According to Boiron, these three key points establish what a common enterprise is, whether two sales can be considered an “integrated” offering of securities, and whether or not the Kin cryptocurrency was itself a security.
For background, Kik Interactive created the Kin cryptocurrency to monetize their messaging service. In 2017, Kik sold $50 million worth of Kin tokens to private investors, then generated just under $50 million itself in a public sale a few weeks later. Two years later, the SEC charged Kik with violating Section 5 of the Securities Act—a case that’s taken 15 months to solve.
For something to be considered a security, an investment of money must take place in a common enterprise.
Kik disagreed that a common enterprise was established, but Judge Hellerstein, who issued the summary judgement order, said Kik did exactly this.
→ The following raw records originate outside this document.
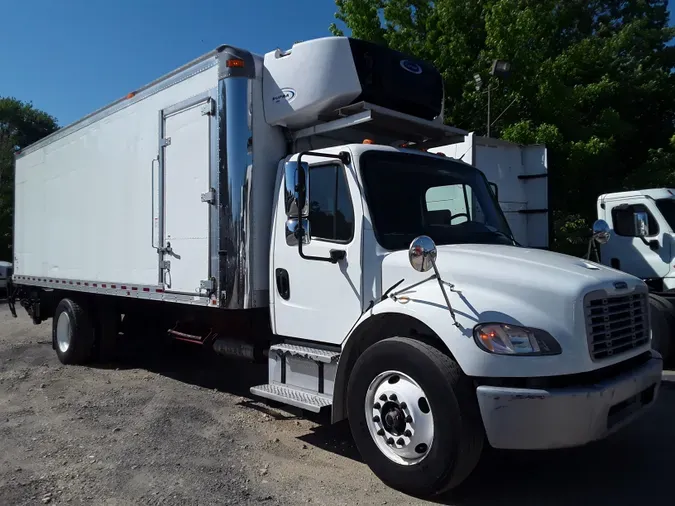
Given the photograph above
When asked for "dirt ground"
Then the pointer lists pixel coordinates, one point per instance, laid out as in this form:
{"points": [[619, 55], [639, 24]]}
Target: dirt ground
{"points": [[180, 428]]}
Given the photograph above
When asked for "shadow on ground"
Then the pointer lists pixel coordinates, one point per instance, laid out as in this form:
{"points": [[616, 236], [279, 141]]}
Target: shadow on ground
{"points": [[630, 468]]}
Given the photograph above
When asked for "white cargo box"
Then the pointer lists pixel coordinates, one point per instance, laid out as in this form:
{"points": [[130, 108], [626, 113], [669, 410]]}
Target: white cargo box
{"points": [[96, 199]]}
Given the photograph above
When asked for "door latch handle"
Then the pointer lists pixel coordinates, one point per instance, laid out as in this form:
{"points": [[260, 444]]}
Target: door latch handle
{"points": [[167, 250]]}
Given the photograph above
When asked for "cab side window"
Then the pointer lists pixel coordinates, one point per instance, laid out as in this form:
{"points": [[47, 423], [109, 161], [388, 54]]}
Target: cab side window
{"points": [[331, 214], [623, 220]]}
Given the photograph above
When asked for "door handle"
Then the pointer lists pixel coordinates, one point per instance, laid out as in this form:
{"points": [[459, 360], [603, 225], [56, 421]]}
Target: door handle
{"points": [[152, 202], [283, 284]]}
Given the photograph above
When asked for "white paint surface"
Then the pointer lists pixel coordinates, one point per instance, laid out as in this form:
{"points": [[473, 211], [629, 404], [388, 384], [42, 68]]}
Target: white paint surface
{"points": [[84, 202]]}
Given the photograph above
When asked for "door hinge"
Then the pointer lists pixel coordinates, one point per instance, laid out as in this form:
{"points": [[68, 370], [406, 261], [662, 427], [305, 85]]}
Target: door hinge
{"points": [[207, 284], [209, 108], [209, 197]]}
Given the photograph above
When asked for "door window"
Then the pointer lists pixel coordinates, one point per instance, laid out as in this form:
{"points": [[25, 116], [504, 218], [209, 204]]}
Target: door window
{"points": [[452, 204], [331, 214], [624, 222]]}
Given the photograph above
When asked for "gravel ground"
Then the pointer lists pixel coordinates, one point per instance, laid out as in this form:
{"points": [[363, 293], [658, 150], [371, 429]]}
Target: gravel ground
{"points": [[181, 428]]}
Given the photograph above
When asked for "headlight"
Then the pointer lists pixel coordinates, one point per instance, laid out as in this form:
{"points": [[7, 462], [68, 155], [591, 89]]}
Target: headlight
{"points": [[506, 339]]}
“Kik established a common enterprise. Kik deposited the funds into a single bank account. Kik used the funds for its operations, including the construction of the digital ecosystem it promoted,” Judge Hellerstein said.
The law on this point is clear, but the decision put an end to one of Kik’s long-held positions. “Nothing is novel in this conclusion but it is notable because Kik pushed the narrative so hard,” Boiron said.
The second relevant point in this decision establishes that the private and public sales of Kin tokens constituted an integrated offering of securities.
The private sale, which came before the public sale, opened up Kin tokens to 50 investors. Referred to as a “Simple Agreement for Future Tokens,” or SAFT, the private sale provided these investors with a discount.
“The concept is that when two securities are offered in ways that appear independent of one another, they can be treated as one offering under securities laws,” Boiron said. In other words, the SAFT gives investors a right to the Kin tokens at a later date, but the court ruling concluded that these tokens came under the initial sale by extension.
Kin tokens as a security
The final key point, according to Boiron, is that Kin tokens have been considered as a security themselves.
In other words, Kin tokens in and of themselves were established as the security, rather than viewing Kin tokens and the promise or expectation of profit as the security.
The court saw little reason to make this distinction, because neither Kik nor the SEC made the distinction themselves.
“The court reached the right conclusion, which is that Kik sold a security in the form of an investment contract in an integrated offering of the SAFT and the public sale,” Boiron added.
And the crypto community finally has its answer.